Brown coal, or lignite, of the kind mined in Lusatia is the most polluting fuel in the world, and it still powers 14 % of Germany’s energy, which is a higher reliance than any other EU country. The global climate movement has repeatedly demanded that Germany decarbonise faster.


For Wiebke Witt, a brown coal expert for the NGO Klima Allianz Deutschland, Germany’s 2038 closure timeline fails to honour the 2015 Paris climate agreement on ending coal energy production.


“When the end date for coal was negotiated, talks revolved around the amount of energy produced from coal and not for instance the impact it continues to have on the climate,” Witt says.


Belgium, Austria and Sweden are already coal-free. The UK, Ireland, France, Portugal, Italy and Slovakia will all exit coal before 2025. Spain produced 70% less coal-powered energy in 2019 and is predicted to achieve full closure by 2027. But Germany wants to keep production going well into the 2030s and some mines are expanding.
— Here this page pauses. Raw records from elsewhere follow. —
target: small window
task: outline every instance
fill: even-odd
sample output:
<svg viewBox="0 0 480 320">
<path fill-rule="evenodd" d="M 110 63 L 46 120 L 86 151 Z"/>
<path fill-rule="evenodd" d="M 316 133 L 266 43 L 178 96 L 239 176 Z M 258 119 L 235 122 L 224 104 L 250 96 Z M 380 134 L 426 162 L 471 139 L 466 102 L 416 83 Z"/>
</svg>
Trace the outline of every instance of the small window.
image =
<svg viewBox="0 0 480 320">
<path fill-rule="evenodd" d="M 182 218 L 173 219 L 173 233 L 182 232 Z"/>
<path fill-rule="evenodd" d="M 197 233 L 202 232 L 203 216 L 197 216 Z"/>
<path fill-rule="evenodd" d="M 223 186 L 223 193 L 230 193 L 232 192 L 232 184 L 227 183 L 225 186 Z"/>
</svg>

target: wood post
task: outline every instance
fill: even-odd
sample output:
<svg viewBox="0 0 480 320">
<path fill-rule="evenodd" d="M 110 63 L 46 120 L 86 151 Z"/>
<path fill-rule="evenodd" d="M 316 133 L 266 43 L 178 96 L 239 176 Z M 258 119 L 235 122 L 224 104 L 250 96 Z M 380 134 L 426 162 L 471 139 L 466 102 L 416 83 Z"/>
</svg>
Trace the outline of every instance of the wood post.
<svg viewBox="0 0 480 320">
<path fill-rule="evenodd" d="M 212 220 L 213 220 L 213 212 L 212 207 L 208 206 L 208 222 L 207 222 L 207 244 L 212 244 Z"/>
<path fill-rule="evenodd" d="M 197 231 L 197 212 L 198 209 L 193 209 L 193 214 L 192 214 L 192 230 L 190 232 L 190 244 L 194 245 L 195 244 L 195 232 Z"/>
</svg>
Witt cites the new Datteln IV coal plant that Germany will add to the grid this summer, a move protesters call “climate policy madness”.


The coal lobby, and many politicians, argue that Germany still needs lignite because it is already committed to shuttering nuclear power plants by 2022. And renewables are being built at a pace too slow to meet the country’s current energy needs.


“The energy to sustain the minimum level in the power grid needs to come from somewhere, and that is coal for the time being,” says Ortmann, the miner.


He points to the dark layer at the bottom of the pit. Here, plants and trees that grew on this spot 17m years ago are exposed by the machines, now mostly in the form of black coal. Some of the wood is still visible, but once laid bare it will decompose quickly in the fresh air.


The coal companies’ logic is that since the damage to the environment has already been done, existing mines should be exploited to the maximum. But that can mean expanding brown coalfields by digging them out from underneath existing villages.